On the last day of May 1996, an Egyptian Christian sat down in front of his television set
and saw something he had never seen on Arabic TV before: a lady presenter with
a cross around her neck. To see a representative of the almost invisible Arab Christian minority on screen was such a shock to him
that he just had to call the station and say, “Mish maoul! This is unbelievable!”
What this viewer had seen was the first broadcast of SAT-7,
a satellite TV channel that since then has radically changed the image of Christianity in the Arab world.
For ten years prior to the first broadcast, the vision of a Christian, Arabic-language satellite channel had
been growing in the mind of Terence Ascott, a Brit working in the Christian publishing industry in Egypt. But for many years, nobody
really believed it could be done. It wasn’t until the Saudi satellite channel
MBC was launched from London
in 1991, in response to the success of CNN during the first Gulf War, that the
concept of Arabic satellite TV began to seem realistic. But still Arab Christians thought it was beyond their reach. To
imagine that Arab Christians could
have any media presence was like a dream.

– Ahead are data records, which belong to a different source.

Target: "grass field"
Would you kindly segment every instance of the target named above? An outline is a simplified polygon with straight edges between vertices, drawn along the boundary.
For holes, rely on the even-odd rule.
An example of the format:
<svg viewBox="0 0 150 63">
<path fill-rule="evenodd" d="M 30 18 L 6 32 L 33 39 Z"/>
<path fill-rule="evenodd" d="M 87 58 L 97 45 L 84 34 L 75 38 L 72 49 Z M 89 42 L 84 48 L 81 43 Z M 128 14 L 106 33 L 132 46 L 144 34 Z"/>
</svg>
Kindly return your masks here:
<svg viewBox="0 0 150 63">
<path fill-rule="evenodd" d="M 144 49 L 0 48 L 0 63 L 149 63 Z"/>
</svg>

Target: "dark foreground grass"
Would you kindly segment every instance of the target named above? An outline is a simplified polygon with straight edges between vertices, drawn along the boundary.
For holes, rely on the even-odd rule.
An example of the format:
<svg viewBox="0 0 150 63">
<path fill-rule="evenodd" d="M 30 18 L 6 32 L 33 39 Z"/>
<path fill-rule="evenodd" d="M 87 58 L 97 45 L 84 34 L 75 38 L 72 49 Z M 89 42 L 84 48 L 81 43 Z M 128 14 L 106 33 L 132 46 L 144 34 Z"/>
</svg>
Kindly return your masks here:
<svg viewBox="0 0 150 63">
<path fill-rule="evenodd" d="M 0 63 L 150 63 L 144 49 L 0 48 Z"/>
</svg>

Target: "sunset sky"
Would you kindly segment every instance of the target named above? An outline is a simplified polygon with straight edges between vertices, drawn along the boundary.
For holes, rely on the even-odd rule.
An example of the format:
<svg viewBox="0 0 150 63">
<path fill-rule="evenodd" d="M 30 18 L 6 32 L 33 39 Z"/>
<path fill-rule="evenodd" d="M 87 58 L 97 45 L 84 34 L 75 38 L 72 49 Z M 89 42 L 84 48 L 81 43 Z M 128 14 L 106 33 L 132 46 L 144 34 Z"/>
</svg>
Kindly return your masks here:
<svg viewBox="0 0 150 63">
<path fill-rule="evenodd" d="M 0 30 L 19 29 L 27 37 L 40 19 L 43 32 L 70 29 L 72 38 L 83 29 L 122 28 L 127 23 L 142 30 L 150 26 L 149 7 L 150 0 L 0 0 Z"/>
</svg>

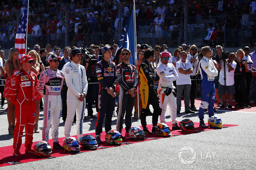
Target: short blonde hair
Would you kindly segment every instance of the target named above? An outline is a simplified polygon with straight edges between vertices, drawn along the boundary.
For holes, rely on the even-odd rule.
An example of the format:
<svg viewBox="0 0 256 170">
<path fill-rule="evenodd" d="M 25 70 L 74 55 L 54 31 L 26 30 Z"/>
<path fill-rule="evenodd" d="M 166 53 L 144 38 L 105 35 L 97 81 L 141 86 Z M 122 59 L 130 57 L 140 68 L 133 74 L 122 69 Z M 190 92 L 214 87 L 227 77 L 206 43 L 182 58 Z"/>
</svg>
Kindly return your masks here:
<svg viewBox="0 0 256 170">
<path fill-rule="evenodd" d="M 239 50 L 238 50 L 237 51 L 236 51 L 236 57 L 237 57 L 237 53 L 239 51 L 242 51 L 242 53 L 243 54 L 243 56 L 242 57 L 242 58 L 243 58 L 244 57 L 244 55 L 245 55 L 244 52 L 244 51 L 243 51 L 243 50 L 242 49 L 240 49 Z"/>
</svg>

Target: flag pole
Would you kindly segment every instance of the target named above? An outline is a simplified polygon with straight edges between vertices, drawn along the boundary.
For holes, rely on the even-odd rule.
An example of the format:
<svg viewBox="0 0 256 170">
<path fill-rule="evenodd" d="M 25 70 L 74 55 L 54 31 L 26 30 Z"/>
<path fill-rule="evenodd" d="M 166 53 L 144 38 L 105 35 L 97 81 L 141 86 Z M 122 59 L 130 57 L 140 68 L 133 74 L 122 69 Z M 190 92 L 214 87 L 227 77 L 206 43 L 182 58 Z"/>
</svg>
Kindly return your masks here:
<svg viewBox="0 0 256 170">
<path fill-rule="evenodd" d="M 134 41 L 135 41 L 135 43 L 134 44 L 135 45 L 134 46 L 134 48 L 135 48 L 135 50 L 134 51 L 135 52 L 135 54 L 134 54 L 134 57 L 135 57 L 135 63 L 136 63 L 136 65 L 138 66 L 138 61 L 137 60 L 137 54 L 138 53 L 137 51 L 137 35 L 136 33 L 136 13 L 135 12 L 135 1 L 133 0 L 133 25 L 134 26 Z M 138 80 L 139 80 L 139 78 L 138 78 Z M 139 84 L 140 84 L 140 82 L 139 82 Z M 137 101 L 138 102 L 138 117 L 140 118 L 140 105 L 139 104 L 139 87 L 137 87 Z"/>
<path fill-rule="evenodd" d="M 29 0 L 28 0 L 28 12 L 27 14 L 27 27 L 26 28 L 26 38 L 25 42 L 25 55 L 27 54 L 27 43 L 28 42 L 28 6 Z"/>
</svg>

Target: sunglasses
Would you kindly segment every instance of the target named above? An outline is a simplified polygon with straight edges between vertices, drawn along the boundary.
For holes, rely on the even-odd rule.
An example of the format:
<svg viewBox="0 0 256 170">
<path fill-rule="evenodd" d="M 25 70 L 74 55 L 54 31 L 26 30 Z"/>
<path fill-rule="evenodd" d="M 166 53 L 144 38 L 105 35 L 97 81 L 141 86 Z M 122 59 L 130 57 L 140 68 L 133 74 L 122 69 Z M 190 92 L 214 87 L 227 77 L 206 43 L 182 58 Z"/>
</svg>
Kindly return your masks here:
<svg viewBox="0 0 256 170">
<path fill-rule="evenodd" d="M 50 60 L 50 61 L 53 61 L 54 63 L 56 63 L 56 62 L 59 63 L 60 62 L 60 60 Z"/>
<path fill-rule="evenodd" d="M 123 53 L 122 54 L 122 55 L 129 55 L 129 53 Z"/>
</svg>

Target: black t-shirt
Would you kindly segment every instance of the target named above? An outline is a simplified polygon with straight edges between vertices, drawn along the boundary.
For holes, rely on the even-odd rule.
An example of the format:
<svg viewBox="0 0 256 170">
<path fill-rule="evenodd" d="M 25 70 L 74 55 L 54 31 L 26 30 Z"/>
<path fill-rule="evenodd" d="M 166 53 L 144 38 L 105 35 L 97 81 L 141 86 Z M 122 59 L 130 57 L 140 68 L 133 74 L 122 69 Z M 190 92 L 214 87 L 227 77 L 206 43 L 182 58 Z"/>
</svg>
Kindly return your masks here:
<svg viewBox="0 0 256 170">
<path fill-rule="evenodd" d="M 245 66 L 244 64 L 242 63 L 243 62 L 246 62 L 245 60 L 242 59 L 241 62 L 239 62 L 237 58 L 235 60 L 235 62 L 236 63 L 236 67 L 235 70 L 235 76 L 234 78 L 236 79 L 244 79 L 244 73 L 245 72 Z M 240 66 L 241 64 L 241 66 Z M 242 68 L 242 71 L 240 71 L 240 68 Z"/>
</svg>

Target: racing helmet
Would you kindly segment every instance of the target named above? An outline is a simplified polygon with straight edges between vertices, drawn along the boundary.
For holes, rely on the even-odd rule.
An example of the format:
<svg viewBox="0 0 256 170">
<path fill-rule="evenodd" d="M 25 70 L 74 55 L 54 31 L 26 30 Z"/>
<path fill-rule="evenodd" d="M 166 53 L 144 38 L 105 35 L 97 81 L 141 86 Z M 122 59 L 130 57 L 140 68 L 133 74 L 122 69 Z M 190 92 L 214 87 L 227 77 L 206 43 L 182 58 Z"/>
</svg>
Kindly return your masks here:
<svg viewBox="0 0 256 170">
<path fill-rule="evenodd" d="M 208 125 L 212 128 L 222 128 L 222 121 L 217 116 L 212 116 L 208 119 Z"/>
<path fill-rule="evenodd" d="M 193 131 L 195 130 L 194 123 L 192 121 L 189 119 L 185 119 L 180 122 L 179 123 L 180 129 L 182 131 L 185 132 Z"/>
<path fill-rule="evenodd" d="M 156 132 L 158 136 L 170 137 L 172 135 L 170 128 L 164 123 L 157 123 L 156 128 Z"/>
<path fill-rule="evenodd" d="M 80 144 L 83 149 L 97 149 L 98 147 L 96 139 L 91 135 L 84 135 L 80 138 Z"/>
<path fill-rule="evenodd" d="M 132 139 L 144 140 L 146 136 L 143 129 L 140 127 L 135 126 L 129 129 L 129 137 Z"/>
<path fill-rule="evenodd" d="M 64 139 L 63 148 L 66 152 L 78 153 L 80 152 L 78 140 L 74 137 L 68 137 Z"/>
<path fill-rule="evenodd" d="M 122 134 L 117 130 L 111 130 L 107 133 L 105 140 L 108 144 L 121 145 L 123 142 L 122 136 Z"/>
<path fill-rule="evenodd" d="M 44 141 L 40 141 L 34 146 L 36 155 L 41 157 L 50 157 L 52 154 L 52 148 L 50 144 Z"/>
</svg>

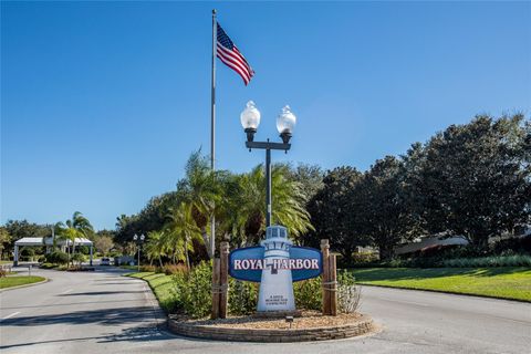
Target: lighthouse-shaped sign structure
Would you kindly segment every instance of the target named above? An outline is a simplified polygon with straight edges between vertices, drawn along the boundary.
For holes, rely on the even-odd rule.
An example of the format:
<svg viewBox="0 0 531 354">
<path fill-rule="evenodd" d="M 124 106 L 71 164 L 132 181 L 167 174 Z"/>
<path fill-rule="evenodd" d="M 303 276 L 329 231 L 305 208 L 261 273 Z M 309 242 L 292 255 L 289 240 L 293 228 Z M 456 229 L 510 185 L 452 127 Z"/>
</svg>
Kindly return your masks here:
<svg viewBox="0 0 531 354">
<path fill-rule="evenodd" d="M 292 242 L 288 239 L 288 229 L 271 226 L 266 230 L 263 247 L 264 269 L 260 281 L 258 311 L 293 311 L 293 279 L 290 260 Z"/>
</svg>

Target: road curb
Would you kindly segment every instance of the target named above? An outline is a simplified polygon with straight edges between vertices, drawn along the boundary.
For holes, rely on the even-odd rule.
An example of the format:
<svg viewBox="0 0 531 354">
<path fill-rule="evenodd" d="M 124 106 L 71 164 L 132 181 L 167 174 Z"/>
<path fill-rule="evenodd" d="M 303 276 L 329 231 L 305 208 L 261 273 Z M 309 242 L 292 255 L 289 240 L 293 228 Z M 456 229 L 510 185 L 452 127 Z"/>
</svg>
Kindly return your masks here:
<svg viewBox="0 0 531 354">
<path fill-rule="evenodd" d="M 39 275 L 38 275 L 38 277 L 39 277 Z M 35 283 L 22 284 L 22 285 L 17 285 L 17 287 L 10 287 L 10 288 L 0 289 L 0 292 L 4 292 L 4 291 L 9 291 L 9 290 L 17 290 L 17 289 L 21 289 L 21 288 L 34 287 L 34 285 L 48 283 L 49 281 L 51 281 L 51 280 L 48 279 L 48 278 L 44 278 L 44 280 L 38 281 L 38 282 L 35 282 Z"/>
<path fill-rule="evenodd" d="M 480 298 L 480 299 L 486 299 L 486 300 L 490 299 L 490 300 L 503 300 L 503 301 L 511 301 L 511 302 L 519 302 L 519 303 L 531 303 L 531 301 L 528 301 L 528 300 L 494 298 L 494 296 L 480 295 L 480 294 L 466 294 L 466 293 L 461 293 L 461 292 L 444 291 L 444 290 L 436 290 L 436 289 L 416 289 L 416 288 L 406 288 L 406 287 L 389 287 L 389 285 L 381 285 L 381 284 L 367 284 L 367 283 L 364 283 L 364 282 L 358 282 L 356 284 L 357 285 L 363 285 L 363 287 L 375 287 L 375 288 L 386 288 L 386 289 L 396 289 L 396 290 L 413 290 L 413 291 L 436 292 L 436 293 L 439 293 L 439 294 L 461 295 L 461 296 L 468 296 L 468 298 Z"/>
</svg>

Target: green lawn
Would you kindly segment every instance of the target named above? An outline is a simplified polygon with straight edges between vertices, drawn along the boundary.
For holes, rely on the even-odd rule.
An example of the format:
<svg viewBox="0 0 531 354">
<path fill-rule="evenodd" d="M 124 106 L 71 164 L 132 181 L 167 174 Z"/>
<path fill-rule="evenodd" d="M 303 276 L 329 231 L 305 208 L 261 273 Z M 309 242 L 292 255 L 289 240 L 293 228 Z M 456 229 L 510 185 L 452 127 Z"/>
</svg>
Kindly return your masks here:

Over the next years research and feasibility studies were
done, and partners were rallied behind the vision. Finally, in November 1995,
SAT-7 was born at a founding meeting in Larnaca,
Six months later, the first two-hour SAT-7 Arabic broadcast
went on the air. It included a program for children, some Christian testimonies, and a film about persecuted Christians in China. The following week, the
broadcast had to be repeated because the new programs were not ready. But that
did not stop the vision nor change the fact that the unbelievable had happened.